Quel che resta sul piatto, e pare che ci sia condivisione, è un bilaterale prima del vertice europeo, che poi verrà fatto anche con Macron e altri leader. 

Per Conte “la legge di bilancio vuole rassicurare l’Unione Europea e i mercati nella misura in cui avremo deliberato quei provvedimenti che ci consentiranno un attimo dopo di sederci attorno a un tavolo e di interloquire con le istituzioni europee”. Ai giornalisti che gli hanno chiesto di anticipare con un titolo il documento programmatico che andrà a presentare all’Unione Europea per la legge di bilancio ha risposto che così. Difficile strappare altre considerazioni al premier, se non una serie di dichiarazioni precise e studiate nel minimo dettaglio.

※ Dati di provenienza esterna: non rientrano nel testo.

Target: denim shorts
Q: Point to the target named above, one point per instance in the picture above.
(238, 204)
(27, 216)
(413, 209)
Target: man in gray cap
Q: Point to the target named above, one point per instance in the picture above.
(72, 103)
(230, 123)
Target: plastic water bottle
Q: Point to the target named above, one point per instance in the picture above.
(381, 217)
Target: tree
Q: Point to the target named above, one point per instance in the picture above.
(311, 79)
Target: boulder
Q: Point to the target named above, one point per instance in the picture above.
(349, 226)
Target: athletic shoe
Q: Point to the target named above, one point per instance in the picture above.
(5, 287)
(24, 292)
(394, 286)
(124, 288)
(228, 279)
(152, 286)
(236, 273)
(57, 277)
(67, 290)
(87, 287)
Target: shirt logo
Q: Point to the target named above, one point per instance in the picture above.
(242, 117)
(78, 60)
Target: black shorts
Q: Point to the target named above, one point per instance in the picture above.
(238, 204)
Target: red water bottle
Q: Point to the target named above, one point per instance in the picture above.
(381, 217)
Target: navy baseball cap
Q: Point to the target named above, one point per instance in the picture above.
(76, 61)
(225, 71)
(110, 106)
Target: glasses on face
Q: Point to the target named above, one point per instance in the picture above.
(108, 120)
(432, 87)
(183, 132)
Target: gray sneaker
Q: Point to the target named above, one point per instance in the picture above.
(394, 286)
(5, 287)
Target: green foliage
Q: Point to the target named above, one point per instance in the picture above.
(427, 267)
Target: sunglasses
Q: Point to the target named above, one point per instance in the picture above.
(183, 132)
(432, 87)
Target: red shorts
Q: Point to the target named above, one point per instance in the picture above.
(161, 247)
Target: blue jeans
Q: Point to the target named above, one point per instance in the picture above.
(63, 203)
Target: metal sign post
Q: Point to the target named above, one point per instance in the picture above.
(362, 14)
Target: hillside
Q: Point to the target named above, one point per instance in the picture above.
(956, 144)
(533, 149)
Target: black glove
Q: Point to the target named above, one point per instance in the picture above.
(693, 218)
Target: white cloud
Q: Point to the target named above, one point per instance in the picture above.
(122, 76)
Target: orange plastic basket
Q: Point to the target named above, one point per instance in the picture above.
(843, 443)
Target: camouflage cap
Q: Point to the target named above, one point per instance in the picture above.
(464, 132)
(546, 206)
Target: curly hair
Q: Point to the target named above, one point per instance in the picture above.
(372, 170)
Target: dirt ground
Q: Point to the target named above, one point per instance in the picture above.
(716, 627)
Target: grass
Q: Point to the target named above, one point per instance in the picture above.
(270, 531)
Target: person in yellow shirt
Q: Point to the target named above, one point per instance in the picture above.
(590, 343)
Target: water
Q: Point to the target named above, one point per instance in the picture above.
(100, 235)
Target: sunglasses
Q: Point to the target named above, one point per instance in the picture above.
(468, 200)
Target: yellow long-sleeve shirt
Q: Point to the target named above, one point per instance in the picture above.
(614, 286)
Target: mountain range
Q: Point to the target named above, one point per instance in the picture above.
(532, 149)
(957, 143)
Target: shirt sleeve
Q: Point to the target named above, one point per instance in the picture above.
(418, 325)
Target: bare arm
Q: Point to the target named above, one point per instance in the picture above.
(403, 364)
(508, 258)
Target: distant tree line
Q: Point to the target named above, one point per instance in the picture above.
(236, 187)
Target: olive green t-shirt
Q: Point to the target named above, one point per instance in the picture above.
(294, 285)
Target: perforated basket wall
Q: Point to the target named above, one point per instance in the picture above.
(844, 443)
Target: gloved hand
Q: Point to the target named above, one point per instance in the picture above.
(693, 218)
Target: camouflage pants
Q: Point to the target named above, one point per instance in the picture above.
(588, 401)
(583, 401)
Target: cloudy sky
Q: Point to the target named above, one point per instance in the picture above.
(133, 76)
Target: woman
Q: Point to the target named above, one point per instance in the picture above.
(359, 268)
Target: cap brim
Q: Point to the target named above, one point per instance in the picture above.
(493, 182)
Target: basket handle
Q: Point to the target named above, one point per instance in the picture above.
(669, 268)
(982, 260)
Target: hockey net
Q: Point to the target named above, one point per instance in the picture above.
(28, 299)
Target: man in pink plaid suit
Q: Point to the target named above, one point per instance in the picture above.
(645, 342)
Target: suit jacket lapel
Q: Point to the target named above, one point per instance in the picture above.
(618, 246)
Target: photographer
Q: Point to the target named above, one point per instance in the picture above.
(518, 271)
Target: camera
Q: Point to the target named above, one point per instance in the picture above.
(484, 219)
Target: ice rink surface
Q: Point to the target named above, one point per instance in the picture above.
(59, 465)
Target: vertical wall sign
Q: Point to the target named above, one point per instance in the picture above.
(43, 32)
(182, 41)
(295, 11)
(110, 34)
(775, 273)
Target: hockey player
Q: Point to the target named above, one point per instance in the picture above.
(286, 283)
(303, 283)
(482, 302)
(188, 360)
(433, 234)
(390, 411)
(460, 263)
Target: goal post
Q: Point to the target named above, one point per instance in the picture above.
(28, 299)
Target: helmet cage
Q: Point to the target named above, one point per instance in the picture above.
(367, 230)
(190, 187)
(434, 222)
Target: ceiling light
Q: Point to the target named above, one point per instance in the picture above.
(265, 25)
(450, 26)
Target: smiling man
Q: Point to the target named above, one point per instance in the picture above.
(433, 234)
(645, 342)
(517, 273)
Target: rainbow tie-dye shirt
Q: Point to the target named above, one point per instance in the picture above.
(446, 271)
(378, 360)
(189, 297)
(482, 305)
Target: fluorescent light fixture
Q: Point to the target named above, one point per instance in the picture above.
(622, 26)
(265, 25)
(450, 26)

Sulla manovra economica, a partire dalla pace fiscale “dobbiamo trovare assolutamente” un punto di equilibrio ha poi aggiunto Conte, “altrimenti poi non potremmo definire e deliberare provvedimenti importanti, sia per quanto riguarda il decreto fiscale sia il disegno di legge sul bilancio”.

Poi l’annuncio di un pre-Consiglio con i ministri a Roma. Serve coordinamento e servono idee chiare e passi certi, rimanendo chiaro un concetto, che “sulla pressione fiscale c’è da lavorare” ancora. Quanto al reddito di cittadinanza, ci sarà. D’altronde, ecco il colpo da maestro, il governo ha studiato proprio il sistema tedesco e al primo mio incontro con Merkel, Conte chiese subito di approfondire il sistema sui diritti di recupero al lavoro e all’occupazione.

Insomma cittadini state tranquilli, è il messaggio finale. Sono riforme di cui avete bisogno e che sono state chieste, e sono in arrivo. Nessuno fermerà il governo del cambiamento.